USAGov hones data, services
GSA's COVID-19 data aggregation operation sharpens information and services as pandemic continues.
The General Services Administration's USAGov continues to expand its COVID-19 data aggregation and services to help the public and federal agencies with the government's COVID-19 response, according to the operation's leader.
"Agencies and the public get a fuller picture of federal data" from USAGov's COVID-19 landing page, said Director Meddie Brown in an interview with FCW.
USAGov is part of GSA's Technology Transformation Service (TTS) operations that help federal agencies deliver services to the public. Programs such as the Federal Risk Authorized Management Program (FedRAMP), Cloud.gov, Data.gov and a list of others fall under TTS.
Last March, the Department of Homeland Security tapped USAGov as a primary lane for federal agencies to channel their COVID-19 response information to the public. USAGov aggregates that data to provide a centralized designated point for a flock of federal COVID-19 information webpages.
The USAGov page curates an exhaustive list of over 100 links to critical COVID sites that contain information on everything from the Internal Revenue Service's stimulus check payment updates, the Center for Disease Control and Prevention (CDC) health information, and the Environmental Protection Agency's information on disinfectants, among others.
In addition to the data aggregation capabilities, Brown said, USAGov also helps agencies deal with the thousands of public inquiries about benefits and resources.
USAGov provides contact-center-as-a-service to federal agencies as a resource to help them handle thousands of public inquiries about their services. Brown said the agency in the last few days has upped the ceiling of its its contact-center-as-a-service contract, which was originally awarded to seven vendors in 2007 with a $2.5 billion ceiling.

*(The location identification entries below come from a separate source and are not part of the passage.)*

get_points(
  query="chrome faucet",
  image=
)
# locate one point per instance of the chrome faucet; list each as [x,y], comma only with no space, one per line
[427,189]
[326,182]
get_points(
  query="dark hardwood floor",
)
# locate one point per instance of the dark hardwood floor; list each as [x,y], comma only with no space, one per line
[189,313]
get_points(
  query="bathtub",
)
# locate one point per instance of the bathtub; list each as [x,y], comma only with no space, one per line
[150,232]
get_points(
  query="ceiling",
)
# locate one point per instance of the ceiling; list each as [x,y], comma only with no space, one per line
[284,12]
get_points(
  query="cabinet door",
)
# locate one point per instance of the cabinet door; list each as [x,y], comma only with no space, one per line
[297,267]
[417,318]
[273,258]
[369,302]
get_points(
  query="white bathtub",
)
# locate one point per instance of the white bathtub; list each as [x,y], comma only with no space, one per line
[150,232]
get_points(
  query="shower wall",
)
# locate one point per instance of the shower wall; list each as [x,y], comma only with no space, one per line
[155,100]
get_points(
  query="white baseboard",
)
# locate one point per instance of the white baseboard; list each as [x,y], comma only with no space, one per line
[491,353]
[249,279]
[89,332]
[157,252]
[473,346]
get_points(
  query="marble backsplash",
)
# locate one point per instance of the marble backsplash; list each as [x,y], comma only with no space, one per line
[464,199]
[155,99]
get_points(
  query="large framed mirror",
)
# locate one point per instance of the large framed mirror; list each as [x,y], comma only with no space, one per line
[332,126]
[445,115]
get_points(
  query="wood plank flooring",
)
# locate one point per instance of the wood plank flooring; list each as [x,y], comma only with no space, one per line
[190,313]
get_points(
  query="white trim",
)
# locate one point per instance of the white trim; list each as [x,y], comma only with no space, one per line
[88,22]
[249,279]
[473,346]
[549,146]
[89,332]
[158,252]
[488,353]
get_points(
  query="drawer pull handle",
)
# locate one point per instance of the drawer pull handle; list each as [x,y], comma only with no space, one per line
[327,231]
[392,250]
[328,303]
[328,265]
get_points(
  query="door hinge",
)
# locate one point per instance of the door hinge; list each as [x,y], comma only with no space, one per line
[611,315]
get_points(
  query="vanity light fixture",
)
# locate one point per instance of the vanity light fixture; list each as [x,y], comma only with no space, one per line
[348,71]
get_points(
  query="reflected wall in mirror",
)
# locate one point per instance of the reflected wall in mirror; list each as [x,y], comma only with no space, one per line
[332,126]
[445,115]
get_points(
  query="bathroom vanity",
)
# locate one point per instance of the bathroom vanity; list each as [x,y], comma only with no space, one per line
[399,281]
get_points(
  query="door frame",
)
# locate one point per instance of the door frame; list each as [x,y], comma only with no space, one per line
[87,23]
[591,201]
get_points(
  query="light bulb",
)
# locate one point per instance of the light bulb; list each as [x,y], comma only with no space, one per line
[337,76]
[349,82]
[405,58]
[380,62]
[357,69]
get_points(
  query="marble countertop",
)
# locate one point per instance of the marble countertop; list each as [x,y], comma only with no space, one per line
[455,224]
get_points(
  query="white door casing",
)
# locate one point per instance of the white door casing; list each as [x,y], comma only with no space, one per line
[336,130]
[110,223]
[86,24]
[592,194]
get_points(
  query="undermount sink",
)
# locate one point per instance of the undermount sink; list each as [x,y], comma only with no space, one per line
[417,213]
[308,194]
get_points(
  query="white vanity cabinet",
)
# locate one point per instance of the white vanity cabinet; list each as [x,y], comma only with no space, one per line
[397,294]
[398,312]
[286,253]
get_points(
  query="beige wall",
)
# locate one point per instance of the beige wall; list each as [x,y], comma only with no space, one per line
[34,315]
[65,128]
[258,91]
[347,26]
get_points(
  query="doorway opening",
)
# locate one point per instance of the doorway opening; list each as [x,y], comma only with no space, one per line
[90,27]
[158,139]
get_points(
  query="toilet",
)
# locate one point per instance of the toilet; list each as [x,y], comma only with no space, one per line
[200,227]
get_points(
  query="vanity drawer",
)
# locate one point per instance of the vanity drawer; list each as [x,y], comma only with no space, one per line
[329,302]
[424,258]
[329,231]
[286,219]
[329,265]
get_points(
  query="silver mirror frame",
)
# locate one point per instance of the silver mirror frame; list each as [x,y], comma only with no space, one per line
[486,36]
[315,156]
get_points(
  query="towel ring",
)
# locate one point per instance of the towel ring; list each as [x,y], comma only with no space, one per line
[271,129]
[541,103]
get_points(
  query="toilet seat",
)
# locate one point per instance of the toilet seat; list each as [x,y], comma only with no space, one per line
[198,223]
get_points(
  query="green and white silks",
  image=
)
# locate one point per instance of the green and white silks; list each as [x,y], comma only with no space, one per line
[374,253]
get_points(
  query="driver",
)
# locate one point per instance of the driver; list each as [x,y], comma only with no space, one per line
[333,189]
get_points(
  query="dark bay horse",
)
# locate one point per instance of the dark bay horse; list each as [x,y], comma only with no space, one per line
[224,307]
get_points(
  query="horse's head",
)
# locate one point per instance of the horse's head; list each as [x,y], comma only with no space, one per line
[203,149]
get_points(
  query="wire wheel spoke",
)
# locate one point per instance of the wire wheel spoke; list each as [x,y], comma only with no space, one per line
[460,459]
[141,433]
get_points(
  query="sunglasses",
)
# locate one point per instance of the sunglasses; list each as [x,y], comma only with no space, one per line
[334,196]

Vendors include General Dynamics Information Technology, Inc. and Leidos Innovations Corporation.
The COVID-19 landing page, which is the product of a team of USAGov data analysts, has to keep up with the public's changing interests in federal resources, said Brown, drawing on agency data such as website and telephone inquiries and Facebook and Twitter posts.
"There's a continued focus on streamlining the data provided on the page," said Brown, to keep it in line with the public's interests. In the months since the outbreak of the virus, he said analysts followed the shift in interest at federal sites from virus testing and health facts to a hunger for information on housing and unemployment.